Compensating controls can and should be used both proactively as well as situationally. It would be no surprise to anyone in OT cyber security to discover dormant admin accounts and unnecessary or unused software installed on endpoints. It is also no secret that best practice system hardening principles are not nearly as universal as we would like.
To truly protect our OT systems, we also need to harden our prized possessions. A real-time, robust asset profile allows industrial organizations to accurately and efficiently clear out the low hanging fruit (i.e., dormant users, unnecessary software, and system hardening parameters) to significantly reduce the attack surface.
In the unfortunate event, we have an emerging threat (like BlueKeep) adding temporary compensating controls is doable. A quick case study to highlight my point:
- BlueKeep vulnerability is released.
- The central team immediately disables remote desktop on all field assets and emails field team requiring specific requests on a system-by-system basis for remote desktop service to be enabled during the risk period.
- Central team pre-loads patch files on all in-scope assets – no action, just prepare.
- The central team convenes to decide the most reasonable plan of action by asset criticality, location, presence or absence of compensating controls (i.e., a critical risk on a high impact asset that failed its last backup goes to the top of the list. A low impact asset with whitelisting in effect and a recent good full backup can likely wait).

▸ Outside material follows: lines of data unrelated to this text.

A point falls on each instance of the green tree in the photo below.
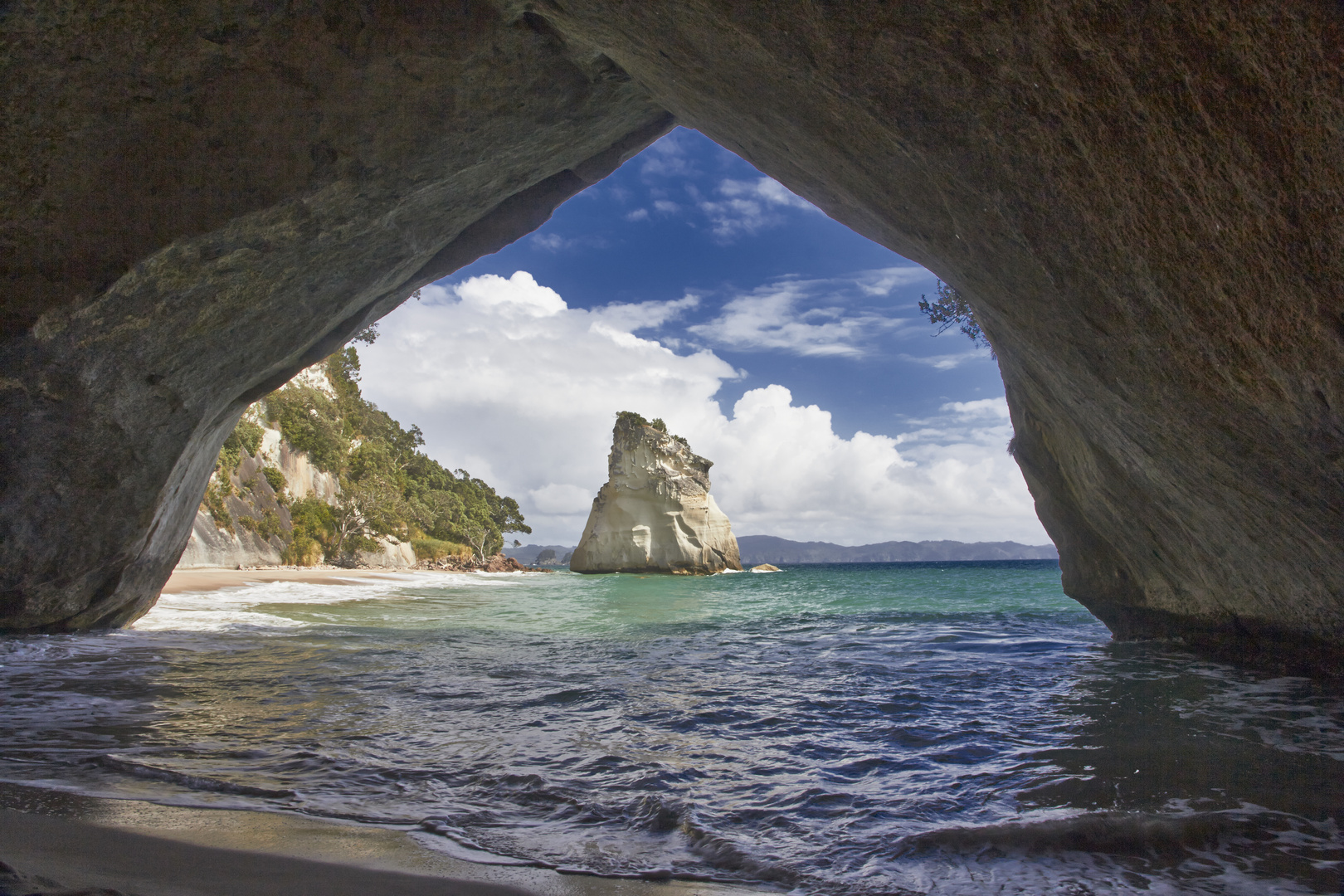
(952, 309)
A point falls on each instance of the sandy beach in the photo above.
(214, 579)
(145, 850)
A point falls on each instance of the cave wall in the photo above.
(1142, 201)
(199, 199)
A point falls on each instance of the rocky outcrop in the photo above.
(1142, 203)
(655, 514)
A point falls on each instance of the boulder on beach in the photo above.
(655, 514)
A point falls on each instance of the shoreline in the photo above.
(151, 850)
(216, 578)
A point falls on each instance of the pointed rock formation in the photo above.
(655, 514)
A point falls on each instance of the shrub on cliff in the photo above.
(245, 438)
(952, 309)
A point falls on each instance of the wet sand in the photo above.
(164, 850)
(214, 579)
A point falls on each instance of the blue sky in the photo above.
(788, 348)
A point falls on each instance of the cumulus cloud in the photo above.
(947, 362)
(773, 317)
(513, 384)
(884, 280)
(745, 207)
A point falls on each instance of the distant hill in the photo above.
(527, 553)
(767, 548)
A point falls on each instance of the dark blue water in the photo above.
(871, 728)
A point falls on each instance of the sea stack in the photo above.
(655, 514)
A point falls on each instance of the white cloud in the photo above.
(771, 319)
(749, 206)
(519, 388)
(562, 499)
(554, 242)
(947, 362)
(980, 407)
(884, 280)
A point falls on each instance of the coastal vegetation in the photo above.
(387, 486)
(952, 309)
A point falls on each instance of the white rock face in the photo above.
(655, 514)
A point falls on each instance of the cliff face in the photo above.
(1142, 203)
(655, 514)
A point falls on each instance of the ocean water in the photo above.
(869, 728)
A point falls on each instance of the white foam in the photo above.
(241, 607)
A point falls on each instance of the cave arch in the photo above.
(1142, 206)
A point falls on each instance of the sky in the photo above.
(782, 345)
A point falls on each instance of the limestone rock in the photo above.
(655, 514)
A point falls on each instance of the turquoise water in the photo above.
(869, 728)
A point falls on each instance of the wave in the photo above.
(191, 782)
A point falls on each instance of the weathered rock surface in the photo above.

- Patching rollout begins, and progress is updated live in global reporting.
- Where necessary, OT technicians are at the console overseeing the patch deployment.
- The schedule and communication of this need are fully planned and prioritized by the data used by the central team.
This is how OT patch management should be handled. And more and more organizations are starting to put this type of program in place.
Be proactive with compensating controls
ICS patch management is hard, yes, but simply giving up on trying is not a good response either. With a bit of foresight, it is easy to provide the three most powerful tools for easier and more effective patching and/or compensating controls. Insight shows you what you have, how it is configured, and how important it is to you. Context lets you prioritize (first attempt to patch – second lets you know how and where to apply compensating controls). The action allows you to correct, protect, deflect, etc. To only rely on monitoring is to admit you expect fire and buying more smoke detectors might minimize the damage. Which approach do you think your organization would prefer?